Once I released it, I was hooked. I wanted to keep making and to keep releasing. I got pretty lucky, as some really awesome people and labels worked with me on subsequent releases. I’m forever thankful to Infinite Sync, Anthony Pandolfino (Mystic Timbre, now Engraven Records), Vivarium, James E. Armstrong (Rusted Tone Recordings), Wormhole World, and Submarine Broadcasting Company, plus anyone who has ever checked out a demo of mine. I’m also immensely grateful to my listeners and supporters.

8. What makes a ghost fresh? Have you come across a ghost in your music making?

A fresh ghost is one that has just come out the shower!

But no ghosts in my music making. I titled that track and album Fresh Ghost because it made me think of a spirit hitting a wall, Pac-Man-like. Not being able to find the exit, searching the surfaces in the dark. New to the plane.

9.  How does Folk Physics differ from other forms of physics?

Here’s the Wikipedia definition:

“Naïve physics or folk physics is the untrained human perception of basic physical phenomena.”

I was really attracted to this term because it explains a lot about myself and also points to the shared, innate, and often wrong ways in which we perceive action. The track I named that felt more positive than most of my music—it has a searching quality, a funny love to all of us in the grand web of human existence. Sure, let’s go with that.

10.  What can fans expect from your upcoming album “CAPACITY?”

A little bit of all my musical obsessions. Drifty ambient, noise, crackling drone. I do think of this one as a bit more romantic than my other albums—there are few moments in which I embrace beauty and softness in a way I haven’t before. 
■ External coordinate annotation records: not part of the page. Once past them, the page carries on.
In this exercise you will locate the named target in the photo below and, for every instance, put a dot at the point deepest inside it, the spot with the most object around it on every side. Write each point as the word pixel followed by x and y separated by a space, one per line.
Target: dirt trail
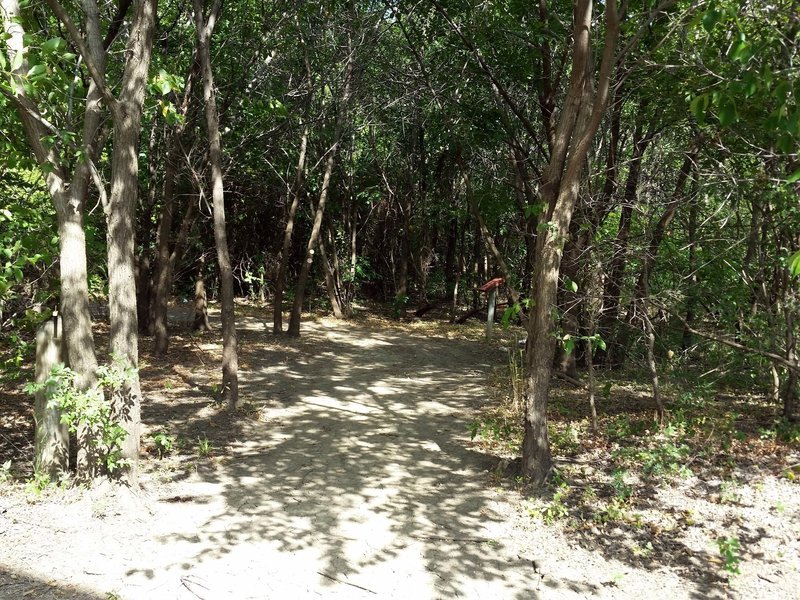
pixel 356 481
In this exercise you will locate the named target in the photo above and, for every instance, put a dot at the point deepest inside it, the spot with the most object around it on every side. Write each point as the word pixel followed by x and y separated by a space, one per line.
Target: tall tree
pixel 230 356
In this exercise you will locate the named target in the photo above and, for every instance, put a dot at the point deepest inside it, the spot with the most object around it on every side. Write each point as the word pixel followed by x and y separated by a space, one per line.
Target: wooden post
pixel 490 314
pixel 52 436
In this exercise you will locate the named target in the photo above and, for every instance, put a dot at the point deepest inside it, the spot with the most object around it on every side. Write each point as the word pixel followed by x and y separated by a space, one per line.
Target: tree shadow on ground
pixel 357 475
pixel 16 584
pixel 660 529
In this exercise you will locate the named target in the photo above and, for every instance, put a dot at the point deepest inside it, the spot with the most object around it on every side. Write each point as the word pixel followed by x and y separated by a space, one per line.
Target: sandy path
pixel 357 481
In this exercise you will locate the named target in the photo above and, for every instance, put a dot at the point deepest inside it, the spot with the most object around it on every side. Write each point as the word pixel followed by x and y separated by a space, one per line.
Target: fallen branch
pixel 568 379
pixel 346 582
pixel 436 538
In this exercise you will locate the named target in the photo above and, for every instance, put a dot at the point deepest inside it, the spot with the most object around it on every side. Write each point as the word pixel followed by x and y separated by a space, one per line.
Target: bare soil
pixel 349 472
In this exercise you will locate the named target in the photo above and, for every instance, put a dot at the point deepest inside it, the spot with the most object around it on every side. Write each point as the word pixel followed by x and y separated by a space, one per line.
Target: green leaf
pixel 16 62
pixel 53 44
pixel 794 264
pixel 710 19
pixel 35 70
pixel 570 285
pixel 727 112
pixel 698 106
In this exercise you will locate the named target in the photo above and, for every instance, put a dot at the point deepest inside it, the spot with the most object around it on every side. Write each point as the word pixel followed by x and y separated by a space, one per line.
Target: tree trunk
pixel 123 339
pixel 51 456
pixel 302 280
pixel 536 457
pixel 294 193
pixel 613 289
pixel 69 202
pixel 230 356
pixel 330 280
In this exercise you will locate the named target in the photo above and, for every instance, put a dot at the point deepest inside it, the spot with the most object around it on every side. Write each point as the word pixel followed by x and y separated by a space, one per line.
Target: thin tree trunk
pixel 162 273
pixel 330 281
pixel 650 337
pixel 230 356
pixel 294 192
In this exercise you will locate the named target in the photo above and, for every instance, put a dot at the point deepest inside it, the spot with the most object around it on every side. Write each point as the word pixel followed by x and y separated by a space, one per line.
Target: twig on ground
pixel 345 582
pixel 436 538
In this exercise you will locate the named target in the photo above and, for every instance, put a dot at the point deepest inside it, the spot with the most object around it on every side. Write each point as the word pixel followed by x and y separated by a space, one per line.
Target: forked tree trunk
pixel 536 456
pixel 230 357
pixel 330 280
pixel 69 202
pixel 294 194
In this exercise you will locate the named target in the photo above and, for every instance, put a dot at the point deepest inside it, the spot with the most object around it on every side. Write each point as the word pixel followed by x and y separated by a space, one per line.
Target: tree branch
pixel 94 69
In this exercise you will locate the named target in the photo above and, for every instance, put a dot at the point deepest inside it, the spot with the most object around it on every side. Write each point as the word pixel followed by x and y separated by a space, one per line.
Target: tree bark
pixel 302 280
pixel 230 357
pixel 120 213
pixel 69 201
pixel 536 456
pixel 294 194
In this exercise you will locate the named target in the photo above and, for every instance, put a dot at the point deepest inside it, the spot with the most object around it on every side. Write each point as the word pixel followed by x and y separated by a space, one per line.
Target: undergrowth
pixel 605 481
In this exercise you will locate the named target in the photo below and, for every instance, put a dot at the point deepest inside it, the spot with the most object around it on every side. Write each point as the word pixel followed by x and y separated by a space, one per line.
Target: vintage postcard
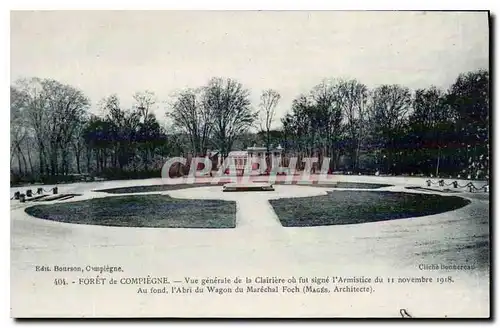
pixel 250 164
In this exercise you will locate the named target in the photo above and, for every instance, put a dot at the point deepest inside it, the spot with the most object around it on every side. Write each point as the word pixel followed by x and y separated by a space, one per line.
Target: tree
pixel 430 124
pixel 229 104
pixel 268 102
pixel 469 99
pixel 352 98
pixel 191 116
pixel 388 110
pixel 145 100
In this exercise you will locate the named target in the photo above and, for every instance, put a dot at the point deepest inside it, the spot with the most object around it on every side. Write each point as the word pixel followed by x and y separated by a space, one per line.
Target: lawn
pixel 353 207
pixel 153 211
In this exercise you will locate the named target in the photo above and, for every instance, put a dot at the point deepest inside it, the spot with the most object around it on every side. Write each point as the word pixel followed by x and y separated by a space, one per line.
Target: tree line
pixel 390 128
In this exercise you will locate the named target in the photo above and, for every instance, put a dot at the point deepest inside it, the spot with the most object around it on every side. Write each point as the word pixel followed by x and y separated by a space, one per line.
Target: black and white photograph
pixel 250 164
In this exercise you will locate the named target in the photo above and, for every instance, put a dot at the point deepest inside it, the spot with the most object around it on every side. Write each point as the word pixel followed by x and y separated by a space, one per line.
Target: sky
pixel 122 52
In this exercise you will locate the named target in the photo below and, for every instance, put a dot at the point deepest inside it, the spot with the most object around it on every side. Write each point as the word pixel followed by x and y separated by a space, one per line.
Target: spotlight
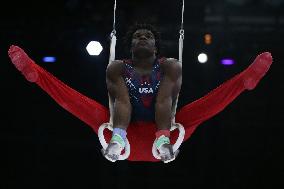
pixel 94 48
pixel 202 58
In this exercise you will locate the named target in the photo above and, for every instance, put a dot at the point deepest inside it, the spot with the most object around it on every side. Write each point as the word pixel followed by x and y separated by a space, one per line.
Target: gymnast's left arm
pixel 168 92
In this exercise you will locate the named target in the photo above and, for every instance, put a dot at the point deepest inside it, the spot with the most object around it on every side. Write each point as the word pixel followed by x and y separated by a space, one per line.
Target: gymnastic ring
pixel 176 145
pixel 105 144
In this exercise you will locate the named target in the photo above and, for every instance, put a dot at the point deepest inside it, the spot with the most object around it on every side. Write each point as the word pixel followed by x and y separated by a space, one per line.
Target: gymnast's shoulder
pixel 115 68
11. When you are looking out the window, what is moving outside? Could you share more about the lead single “Moving With The Window?”
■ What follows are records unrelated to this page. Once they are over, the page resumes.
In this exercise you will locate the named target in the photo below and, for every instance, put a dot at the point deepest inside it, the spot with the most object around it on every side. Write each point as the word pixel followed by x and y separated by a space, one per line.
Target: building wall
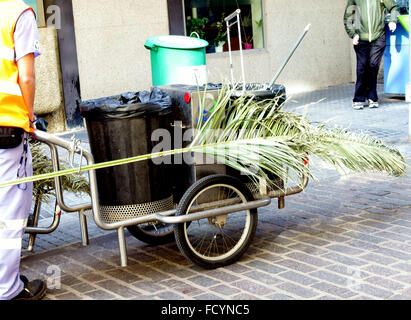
pixel 110 38
pixel 323 58
pixel 49 102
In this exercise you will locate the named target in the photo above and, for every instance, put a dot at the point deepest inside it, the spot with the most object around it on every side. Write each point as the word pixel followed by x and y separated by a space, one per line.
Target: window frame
pixel 177 20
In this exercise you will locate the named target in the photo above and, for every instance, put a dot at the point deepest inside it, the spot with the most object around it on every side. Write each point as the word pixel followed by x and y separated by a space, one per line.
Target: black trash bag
pixel 126 105
pixel 120 127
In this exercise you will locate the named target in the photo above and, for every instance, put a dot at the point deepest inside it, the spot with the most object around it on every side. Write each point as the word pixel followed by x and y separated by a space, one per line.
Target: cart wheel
pixel 218 241
pixel 153 233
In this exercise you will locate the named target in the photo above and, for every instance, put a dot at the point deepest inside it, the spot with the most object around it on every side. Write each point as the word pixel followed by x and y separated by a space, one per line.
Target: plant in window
pixel 197 26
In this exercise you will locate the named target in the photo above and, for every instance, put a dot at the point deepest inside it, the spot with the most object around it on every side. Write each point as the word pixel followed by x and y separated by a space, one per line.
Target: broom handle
pixel 307 28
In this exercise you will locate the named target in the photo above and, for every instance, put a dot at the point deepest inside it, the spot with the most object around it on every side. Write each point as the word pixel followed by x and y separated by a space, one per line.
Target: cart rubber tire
pixel 246 235
pixel 151 238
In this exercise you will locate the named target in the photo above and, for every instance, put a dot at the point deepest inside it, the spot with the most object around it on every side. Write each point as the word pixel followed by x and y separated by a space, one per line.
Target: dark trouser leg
pixel 376 52
pixel 361 87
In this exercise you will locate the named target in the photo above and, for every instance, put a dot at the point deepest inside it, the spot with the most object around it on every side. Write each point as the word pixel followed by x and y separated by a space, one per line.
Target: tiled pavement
pixel 345 237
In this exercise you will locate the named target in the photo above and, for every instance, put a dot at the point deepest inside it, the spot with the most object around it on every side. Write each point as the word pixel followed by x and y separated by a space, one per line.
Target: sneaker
pixel 33 290
pixel 358 105
pixel 373 104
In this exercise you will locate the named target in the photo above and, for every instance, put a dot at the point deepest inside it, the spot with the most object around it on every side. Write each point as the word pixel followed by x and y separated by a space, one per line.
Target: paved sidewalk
pixel 345 237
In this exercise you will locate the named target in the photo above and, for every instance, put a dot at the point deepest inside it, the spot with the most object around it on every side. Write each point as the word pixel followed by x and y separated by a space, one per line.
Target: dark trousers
pixel 369 57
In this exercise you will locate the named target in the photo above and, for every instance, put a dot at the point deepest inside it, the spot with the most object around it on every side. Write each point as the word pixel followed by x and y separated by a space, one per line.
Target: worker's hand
pixel 392 26
pixel 356 40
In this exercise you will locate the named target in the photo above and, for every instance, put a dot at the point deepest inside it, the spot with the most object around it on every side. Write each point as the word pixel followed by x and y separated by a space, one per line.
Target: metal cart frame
pixel 92 210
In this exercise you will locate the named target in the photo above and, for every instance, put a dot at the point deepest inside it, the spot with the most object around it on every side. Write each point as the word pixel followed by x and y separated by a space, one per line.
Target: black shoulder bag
pixel 10 137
The world baby! The name is suggestive to me of stationary travelling, of being observant in a closer way, of one part of the frame staying still and one part moving.

The video I made for this track quite literally features moving with a window – that is, looking out a car window (moving though).

12. Where can readers listen to your music?

Although Bandcamp is preferred, I’m on most digital streaming platforms. Put my music on low while you sleep and help me earn some pennies.